As for Neal, Daboll said he speaks to the players about controlling their messages from the start of OTAs onward. But the players also see all of those antics and seeming lack of self-control he demonstrates too. It trickles down. Eventually it echoes in the ill-advised rantings of Neal.

The veterans tend to understand Daboll’s outbursts better.

“This game, man, especially when things aren’t going right, there are just a lot of emotions flying from everyone: Players, coaches, staff, fans,” wide receiver Parris Campbell told Newsday. “Everybody wants the same thing. Everybody wants a great team… When everybody is so invested, it’s just natural for emotions to flow.”

Added fellow receiver Darius Slayton: “It’s football. It’s a high-emotion sport. You might see a clip here or there that looks like a bad or violent reaction to something, but ultimately on every team on every Sunday if you were to keep the camera there long enough you would see a violent reaction out of somebody. I don’t think our team is any more explosive than any other team.”

Rookies and second-year players, though, might have a hard time distinguishing between doing as he says and not as he does.

Daboll denied the idea that the team is spinning out of control and pointed to the football as the key to eliminating all of the distractions.

“We have to do a better job and improve,” he said. “When you are down early in games and we are not playing the way we need to play, and I take full responsibility for that, we have to do a better job and improve in certain areas.”

Daboll's overall coaching is still a net positive and confidence in him being able to eventually turn the Giants into consistent contenders remains high. But one of those areas of improvement should be how he reacts when things start to go sideways.

A Giants coach who never seems to get too riled up, surprisingly enough given his aggressive football philosophy, is defensive coordinator Wink Martindale. He’s said several times in the past that he owes the players his composure on the sideline during games.

Does the team have a problem mimicking that approach?

“I don’t think we do defensively, and that’s all I concern myself with,” he told Newsday. “I don’t know about the other side or special teams. I really don’t.”

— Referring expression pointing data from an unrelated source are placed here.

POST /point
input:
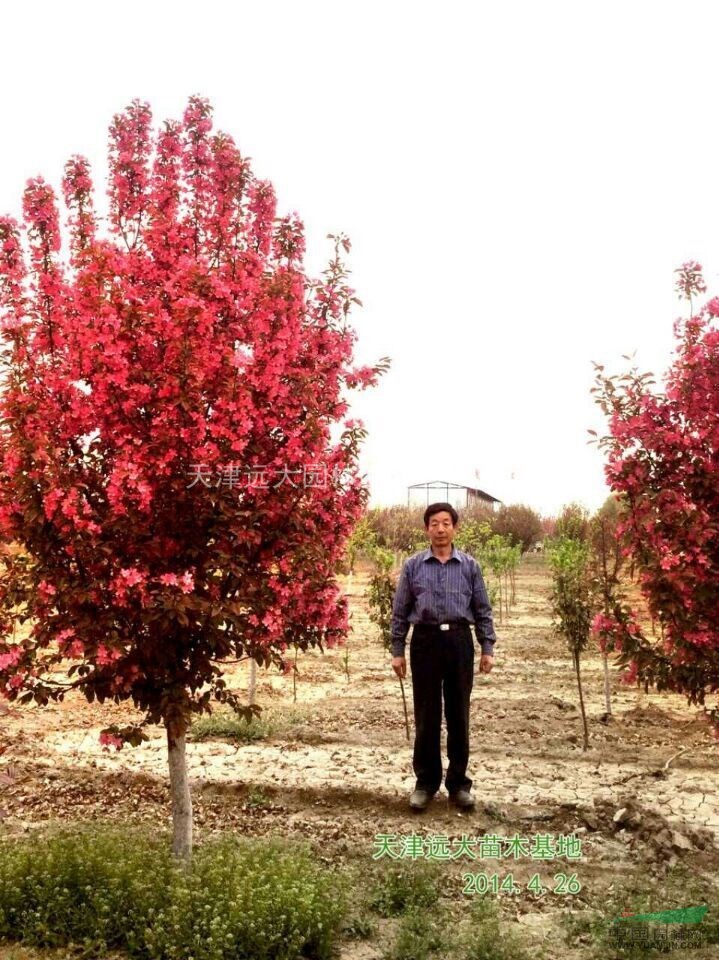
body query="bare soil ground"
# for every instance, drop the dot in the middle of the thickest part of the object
(340, 773)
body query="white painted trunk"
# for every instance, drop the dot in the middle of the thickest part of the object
(607, 689)
(253, 680)
(179, 789)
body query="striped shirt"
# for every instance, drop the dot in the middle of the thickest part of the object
(430, 591)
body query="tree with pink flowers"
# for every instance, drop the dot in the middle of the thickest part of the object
(663, 456)
(170, 494)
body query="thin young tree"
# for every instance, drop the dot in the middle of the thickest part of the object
(571, 599)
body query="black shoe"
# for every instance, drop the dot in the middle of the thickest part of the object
(420, 799)
(462, 799)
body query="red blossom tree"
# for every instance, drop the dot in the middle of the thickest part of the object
(170, 495)
(663, 456)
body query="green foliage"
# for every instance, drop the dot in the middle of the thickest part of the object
(521, 524)
(405, 886)
(399, 528)
(471, 537)
(421, 935)
(226, 724)
(382, 586)
(361, 543)
(571, 596)
(572, 523)
(120, 890)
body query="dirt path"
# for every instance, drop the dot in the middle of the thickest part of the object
(342, 773)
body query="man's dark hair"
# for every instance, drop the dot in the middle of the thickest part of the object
(437, 508)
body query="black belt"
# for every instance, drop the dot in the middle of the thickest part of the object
(445, 625)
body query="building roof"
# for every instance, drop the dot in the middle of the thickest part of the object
(438, 484)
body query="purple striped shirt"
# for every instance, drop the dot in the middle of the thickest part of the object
(432, 591)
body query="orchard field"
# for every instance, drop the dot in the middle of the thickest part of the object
(334, 768)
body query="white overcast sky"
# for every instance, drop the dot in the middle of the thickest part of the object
(518, 179)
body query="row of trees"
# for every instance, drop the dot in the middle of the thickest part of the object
(401, 528)
(185, 337)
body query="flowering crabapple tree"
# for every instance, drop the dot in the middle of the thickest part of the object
(151, 371)
(663, 457)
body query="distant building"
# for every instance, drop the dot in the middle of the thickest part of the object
(458, 494)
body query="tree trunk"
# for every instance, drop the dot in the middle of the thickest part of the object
(607, 690)
(179, 787)
(253, 680)
(581, 701)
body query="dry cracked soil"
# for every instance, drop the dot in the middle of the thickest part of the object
(337, 770)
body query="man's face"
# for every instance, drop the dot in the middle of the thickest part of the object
(441, 530)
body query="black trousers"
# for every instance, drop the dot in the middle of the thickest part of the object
(442, 664)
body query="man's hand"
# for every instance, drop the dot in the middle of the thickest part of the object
(399, 665)
(485, 662)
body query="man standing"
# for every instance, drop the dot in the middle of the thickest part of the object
(441, 591)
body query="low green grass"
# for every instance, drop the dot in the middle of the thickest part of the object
(111, 889)
(224, 724)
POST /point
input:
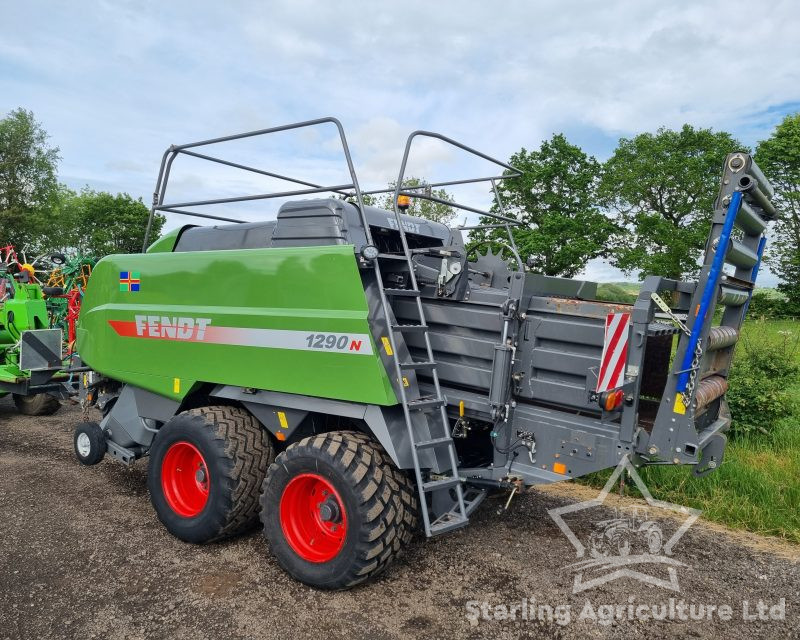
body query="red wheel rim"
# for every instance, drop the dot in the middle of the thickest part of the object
(313, 518)
(185, 479)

Martindale did seem understanding of Neal’s misstep.

“When you have experience, you have been in these situations before,” he said. “What you have to rely on is that you are still coaching in this league so be confident in what you do and how you are coaching. It’s the same thing for players. You can’t just snap back. You have to think about everything you say and have the confidence you are going to continue to work and get better.”

He said that as the unsolicited advice he would give to Neal, the relative youngster.

His boss would be wise to heed those words, too.